Brand name given by the manufacturer.
What is pharmacokinetics?
How a drug moves through the body.
What are the four components of pharmacokinetics?
Absorption, distribution, metabolism, excretion.
What is pharmacotherapeutics?
Desired therapeutic effect.
What is pharmacodynamics?
How the drug works at the cellular level.
What are adverse drug effects?
Undesirable drug effects like allergy, tolerance, toxicity, or interactions.
Pediatric medication dosing is often based on what?
Weight.
Why are infants more sensitive to medications?
Organ immaturity.
Why are older adults at risk for medication problems?
Aging changes and polypharmacy.
What must a medication order include?
Patient name, date/time, medication name, dose, route, frequency, prescriber signature.
What is a standard order?
Regularly scheduled medication.
What is a STAT order?
Immediate one-time dose.
What is a single order?
One-time dose at a specific time.
What is a PRN order?
Given as needed.
When are the 3 medication checks performed?
When retrieving, preparing, and before administering.
What are the 11 rights of medication administration?
Right patient, right medication, right dose, right route, right time, right documentation, right reason, right assessment, right evaluation, right education, right to refuse.
What is the max subcutaneous dose?
1 mL.
What is the needle size for subcutaneous injections?
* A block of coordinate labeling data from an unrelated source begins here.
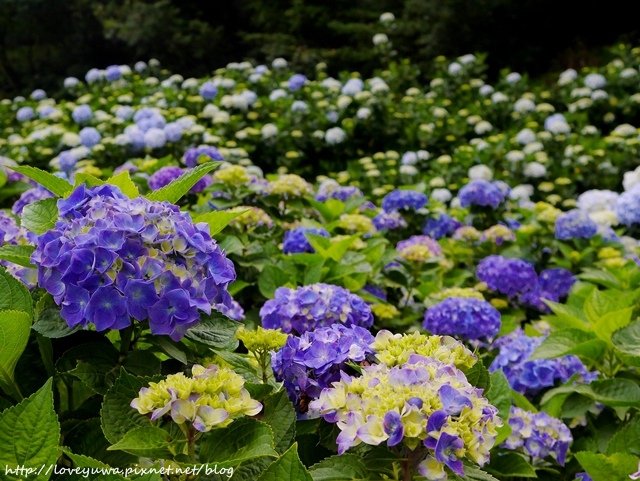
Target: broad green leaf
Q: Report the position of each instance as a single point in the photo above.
(340, 468)
(124, 183)
(281, 416)
(287, 468)
(175, 190)
(218, 220)
(147, 441)
(14, 334)
(30, 435)
(20, 255)
(53, 184)
(242, 440)
(40, 216)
25-31 gauge, 3/8-5/8 inch.
What is the injection angle for subcutaneous injections?
45-90°.
What is the max IM dose?
3 mL (deltoid max 2 mL).
What is the needle size for intramuscular injections?
21-25 gauge, 1-1½ inch.
What is the injection angle for intramuscular injections?
72-90°.
What is the safest IM injection site?
Ventrogluteal.
What is the site most often used for adults?
Deltoid.
What is the best site for infants?
Vastus lateralis.
What is the purpose of intradermal injections?
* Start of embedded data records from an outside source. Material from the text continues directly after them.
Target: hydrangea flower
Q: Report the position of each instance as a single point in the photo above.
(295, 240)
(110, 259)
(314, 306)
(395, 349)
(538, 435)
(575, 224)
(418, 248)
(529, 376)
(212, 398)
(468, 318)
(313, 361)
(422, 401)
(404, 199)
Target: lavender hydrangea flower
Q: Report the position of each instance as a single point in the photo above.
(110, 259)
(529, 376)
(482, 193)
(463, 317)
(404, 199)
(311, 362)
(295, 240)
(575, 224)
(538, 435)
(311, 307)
Diagnostic testing (TB, allergies).
What is the typical dose for intradermal injections?
0.1 mL.
What is the injection angle for intradermal injections?
5-15°.
What does LOC measure?
Degree of wakefulness.
What are the levels of LOC?
Alert, lethargic, obtunded, stuporous, comatose.
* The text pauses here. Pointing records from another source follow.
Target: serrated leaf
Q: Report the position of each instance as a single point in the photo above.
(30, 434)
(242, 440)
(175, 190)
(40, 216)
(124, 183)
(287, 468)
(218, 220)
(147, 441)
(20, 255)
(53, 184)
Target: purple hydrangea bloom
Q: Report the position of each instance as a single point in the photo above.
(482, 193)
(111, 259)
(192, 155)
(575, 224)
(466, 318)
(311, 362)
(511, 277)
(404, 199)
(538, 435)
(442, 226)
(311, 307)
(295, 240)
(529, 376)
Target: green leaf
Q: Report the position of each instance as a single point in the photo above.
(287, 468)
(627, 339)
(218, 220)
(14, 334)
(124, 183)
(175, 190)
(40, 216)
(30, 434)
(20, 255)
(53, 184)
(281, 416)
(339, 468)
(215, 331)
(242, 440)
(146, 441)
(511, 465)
What are dementia characteristics?
Gradual onset, irreversible, progressive.
What is the most common dementia?
Alzheimer's disease.
What is sundowning syndrome?
Increased confusion and agitation in evening.
What are delirium characteristics?
Acute onset, reversible.
What are causes of delirium?
Infection, medications, surgery, metabolic issues, pain.
What does MMSE assess?
Cognitive function.
What are the MMSE scoring ranges?
24-30 = normal, 18-23 = mild impairment, 0-17 = severe impairment.
What is sensory overload?
Excessive stimulation the brain cannot process.
What is sensory deprivation?
Reduced sensory input.
What is presbycusis?
Age-related hearing loss.
What is macular degeneration?
Central vision loss.
What are cataracts?
Clouding of the lens.
What is glaucoma?
Increased intraocular pressure causing peripheral vision loss.
What is pulmonary ventilation?
Movement of air in and out of lungs.
What is respiration?
Gas exchange between alveoli and blood.